The OP said this: "Because they're caught in a time loop they start again right where they left off." I assumed that meant they would always come back in the same room where they died, or at the nearest safe spot. If that wasn't what was meant, it is a possible solution: either PCs always return at the nearest safe point, or the DM could designate some "spawn points" within the dungeon, and once the party reaches one, that's where they reappear for the next part of the run.
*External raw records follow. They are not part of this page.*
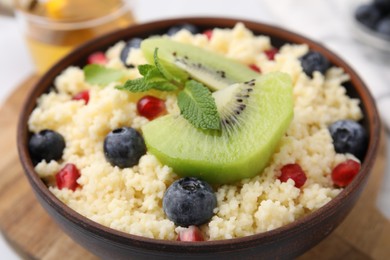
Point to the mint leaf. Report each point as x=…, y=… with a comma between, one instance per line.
x=164, y=86
x=100, y=75
x=136, y=85
x=198, y=106
x=154, y=75
x=145, y=68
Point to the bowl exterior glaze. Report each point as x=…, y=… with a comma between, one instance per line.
x=283, y=243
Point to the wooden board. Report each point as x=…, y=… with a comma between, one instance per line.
x=365, y=233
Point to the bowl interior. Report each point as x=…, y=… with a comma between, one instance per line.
x=355, y=88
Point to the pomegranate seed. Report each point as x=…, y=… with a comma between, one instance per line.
x=97, y=58
x=293, y=171
x=83, y=95
x=151, y=107
x=208, y=33
x=255, y=68
x=190, y=234
x=344, y=172
x=67, y=177
x=271, y=53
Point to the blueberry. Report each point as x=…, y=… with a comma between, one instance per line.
x=368, y=15
x=314, y=61
x=189, y=201
x=133, y=43
x=123, y=147
x=383, y=26
x=46, y=145
x=383, y=5
x=189, y=27
x=349, y=137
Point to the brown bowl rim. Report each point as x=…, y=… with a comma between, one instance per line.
x=226, y=244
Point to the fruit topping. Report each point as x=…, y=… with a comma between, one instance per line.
x=314, y=61
x=190, y=234
x=46, y=145
x=254, y=67
x=83, y=95
x=345, y=172
x=97, y=58
x=123, y=147
x=151, y=107
x=293, y=171
x=349, y=137
x=260, y=110
x=134, y=43
x=189, y=201
x=208, y=33
x=67, y=177
x=212, y=69
x=271, y=53
x=189, y=27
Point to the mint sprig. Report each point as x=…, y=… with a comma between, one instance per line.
x=198, y=106
x=194, y=99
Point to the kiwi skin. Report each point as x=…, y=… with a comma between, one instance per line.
x=210, y=68
x=241, y=151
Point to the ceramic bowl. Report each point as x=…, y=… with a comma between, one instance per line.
x=285, y=242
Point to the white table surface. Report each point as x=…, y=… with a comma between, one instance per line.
x=326, y=21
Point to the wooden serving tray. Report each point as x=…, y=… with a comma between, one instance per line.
x=364, y=234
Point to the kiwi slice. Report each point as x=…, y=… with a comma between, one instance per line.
x=254, y=116
x=197, y=63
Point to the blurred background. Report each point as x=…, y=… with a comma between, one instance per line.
x=330, y=22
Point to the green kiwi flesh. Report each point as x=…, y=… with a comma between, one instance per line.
x=254, y=117
x=210, y=68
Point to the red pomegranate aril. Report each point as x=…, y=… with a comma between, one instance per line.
x=97, y=58
x=190, y=234
x=255, y=68
x=293, y=171
x=151, y=107
x=345, y=172
x=271, y=53
x=67, y=177
x=83, y=95
x=208, y=33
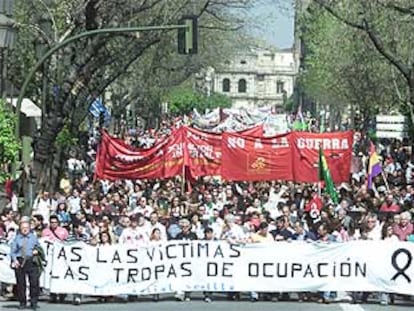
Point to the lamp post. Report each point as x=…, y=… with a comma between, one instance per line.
x=7, y=34
x=66, y=42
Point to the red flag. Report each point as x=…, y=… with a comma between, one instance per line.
x=337, y=147
x=248, y=158
x=314, y=204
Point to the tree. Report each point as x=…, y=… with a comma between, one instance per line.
x=9, y=147
x=182, y=100
x=342, y=69
x=388, y=26
x=85, y=69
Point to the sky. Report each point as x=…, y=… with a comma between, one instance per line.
x=272, y=20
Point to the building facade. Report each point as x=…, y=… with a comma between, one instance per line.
x=257, y=78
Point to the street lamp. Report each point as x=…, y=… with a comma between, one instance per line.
x=7, y=34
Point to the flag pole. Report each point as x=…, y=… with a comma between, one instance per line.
x=385, y=181
x=183, y=180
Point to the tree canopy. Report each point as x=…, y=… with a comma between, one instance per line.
x=9, y=147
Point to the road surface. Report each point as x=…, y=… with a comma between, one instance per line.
x=220, y=304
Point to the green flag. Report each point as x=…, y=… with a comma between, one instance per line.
x=325, y=175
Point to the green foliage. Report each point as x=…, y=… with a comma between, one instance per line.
x=182, y=100
x=65, y=138
x=379, y=36
x=342, y=68
x=9, y=147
Well...the author is a game designer with enough credits for his own Wikipedia entry:
He's also a notorious D&D hater, which may color his memories a tinge.
 

yep, looks like everyone expect 5e ToH will be more like Kirby's Epic Yarn than Ghosts ‘n Goblins. Wouldn't be a great surprise if we're all wrong?

If we're right, see you guys here to enhance 5e ToH to what it should be.
 





Sounds like

"Tomb of Horrors: Special Snowflake Edition"


The Tomb is not about being fair. It is a test of Player Skill. Which seems to be lost on most people these days.
 


Ghosts ‘n Goblins = one of hardest games ever, 80's game.
Kirby's Epic Yarn = 7 years old finish, new stuff.

That's what I figured, but wasn't exactly sure since I wasn't familiar with those specific games.

The thing with the old ToH as I see it is that it wasn't actually difficult - it was just unfair due to the usual gotcha screwjobs of its time. Gotchas are effectively "fake difficulty" because player skill doesn't really play into their resolution or it relies heavily on uninformed choices or randomness.

What an update to ToH needs, in my view, is to make it very difficult, but not unfair. Where the players' informed choices can still lead to bad outcomes if their choices are ill considered given knowledge of the facts.

You can read up on fake difficulty here and in other sources (google it). Claiming that some folks want the game to be easy is probably not true in most cases. Some just want it to be fair. Designing it to be more fair does not necessarily make it easier.